Yesterday we participated in the 2013 edition of Festival Danau Toba. Nothing went according to plan and if there ever was a final plan, it emerged at the last minute and was then very, very promptly not followed.
We were to be collected at 8 am and to
mount the stage at 9 a.m as the first workshop of the day. We arrived at the
muddy foot of the mountain at 9 a.m. Vehicles could neither enter nor exit
without a great deal of slippery commotion and shouting. We climbed to the open
stage under the threatening skies, carrying all of our heavy books, posters,
bags, computers, textiles and found no stage managers present and no place to
hang the textiles. No television. No sound equipment.

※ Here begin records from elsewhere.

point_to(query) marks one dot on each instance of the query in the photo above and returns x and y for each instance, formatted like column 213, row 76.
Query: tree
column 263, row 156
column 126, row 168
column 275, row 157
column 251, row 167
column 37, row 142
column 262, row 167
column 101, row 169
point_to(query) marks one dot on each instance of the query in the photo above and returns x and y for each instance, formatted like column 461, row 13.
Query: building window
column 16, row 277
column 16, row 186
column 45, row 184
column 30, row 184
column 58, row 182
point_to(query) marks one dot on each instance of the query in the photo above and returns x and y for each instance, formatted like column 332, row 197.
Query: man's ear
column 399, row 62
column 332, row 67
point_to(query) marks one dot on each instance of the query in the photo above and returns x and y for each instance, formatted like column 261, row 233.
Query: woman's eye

Then the drum group from West Sumatra
started to practise and no sounds could compete. The grass was wet, the stage
was wet, there was no place to sit and no place for our bags. With difficulty I found a discarded sack.
All of this called for one thing: an
anthropological stance. It was time to distance myself from expectations and
just let the festival be what it is, a festival on Samosir Island. Then the
magic started.
Marsius and Sarikawan Sitohang arrived and
climbed onto our stage along with a local acoustic group and whatever
disappointments there might have been dissolved into admiration for the
performers. This surely has to be the essence of Festival Danau Toba: local
talent emerging and performing!
We suggested that the film’s theme song,
the Weaving Song, could be one of the performed melodies but the problem was
that there was no female vocalist. Inspired by the sphere of improvisation (and
perhaps unencumbered by the fact that there was as yet no audience) I suggested
that Febrina and Lasma be the vocalists. Why not? I hear their sweet
voices every night. And the Sitohang brothers are brilliant teachers. The page
with the words appeared from somewhere, Lasma and Febrina took the little bit
of coaching to heart and then dared to perform on stage. They amazed everybody,
including, and perhaps especially, themselves!
Afterwards they were filled with energy. People asked for their signatures
and they gave interviews to leading Indonesian media.
Is this not the purpose of a festival? This
kind of special meeting is only possible when the script is not too tight.
Innovation. Spontaneity. Improvisation. In Indonesia “the moment” is so
important and it cannot be rehearsed. It just happens and when it happens, it
is pure magic.
Mikro and Mini did a super job! (Photograph by MJA Nashir) |
We had lunch at Pondok Ganda, a beautiful
house in Tomok. There I met one of the coordinators of the whole festival, Ibu Sari
Madjid. She explained that her goal was to inspire local talent, not fly in “stars” from outside. I
was so thrilled to hear her ideas. I had just had first-hand experience of how Festival Danau Toba could be a spark to encourage the revival of local talent and artistic skills.